Lesson 74: Contemporary Work, Part 2 — Interpretation Without Tradition

  • Build a structural map of a contemporary piece before practising it — sections, durations, technique-density, dynamic arc.
  • Rehearse interpretive decisions explicitly — choose breath points, dynamic shapes, and gesture lengths, then mark them in the score.

A Bach interpretation is informed by three centuries of recordings. A new piece is informed by you.

A Baroque sonata comes with a tradition already in your ear; a new piece does not. The performer makes the choices, and they have to be made consciously — nothing in the air will make them for you.

Step 1 — structural map

Before practising the notes, identify without playing:

  • Section boundaries — tempo changes, technique changes, breath rests.
  • Duration of each section — approximate.
  • Technique density — which sections are extended, which conventional.
  • Dynamic arc — where the climaxes and quietest points fall.

Write a one-page sketch; it is your reference for every later decision.

Step 2 — inferring affect

Without a rhetorical tradition, affect is inferred from texture and density:

  • Sustained, soft, slow → meditative, internal.
  • Dense, fast, loud → assertive, external.
  • Sparse single notes with silence → deliberate, weighted.
  • Continuous flutter or texture → agitated, unsettled.

These are starting points, not rules; commit to one reading and let the piece be that.

Step 3 — explicit interpretive decisions

Before the first complete run-through, decide and mark in the score:

  • Every breath point.
  • Every dynamic shape (crescendo / decrescendo / stay).
  • The length of every flexible gesture (proportional notation, time brackets).
  • Which multiphonic fingerings you will use where there is a choice.
  • The relative tempi of sections, if not specified.

Worked example — mapping Linde's Music for a Bird

A possible map:

Opening — 20 seconds
Sustained low D with intermittent flutter; deliberate, settling; one breath at the eighth second.
Section 1 — 90 seconds
Mixed conventional and flutter; pianissimo to mezzo-forte, first climax at the end.
Pivot — 5 seconds of silence
Unmeasured rest; longer feels artificial, shorter cheats the silence.
Section 2 — 60 seconds
Glissando-heavy, faster motion, building to fortissimo.
Closing — 30 seconds
Sustained low material, no flutter; the bird settles, final note trailing off.

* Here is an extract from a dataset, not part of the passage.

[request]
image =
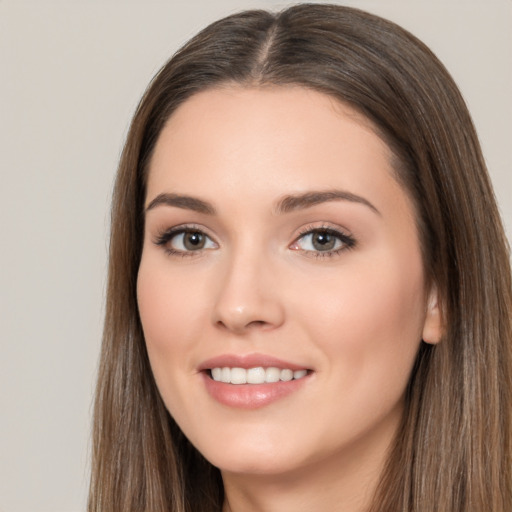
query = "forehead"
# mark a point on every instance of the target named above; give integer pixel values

That map is the interpretation; another player would map it differently — equally valid, equally rigorous.

Now play these

The recommended pieces from Lesson 73 are the application materials; map one before practising it.

When you have built a structural map of one contemporary piece, marked every interpretive decision in the score before practising, and performed one run-through that follows the map exactly, move on to Lesson 75.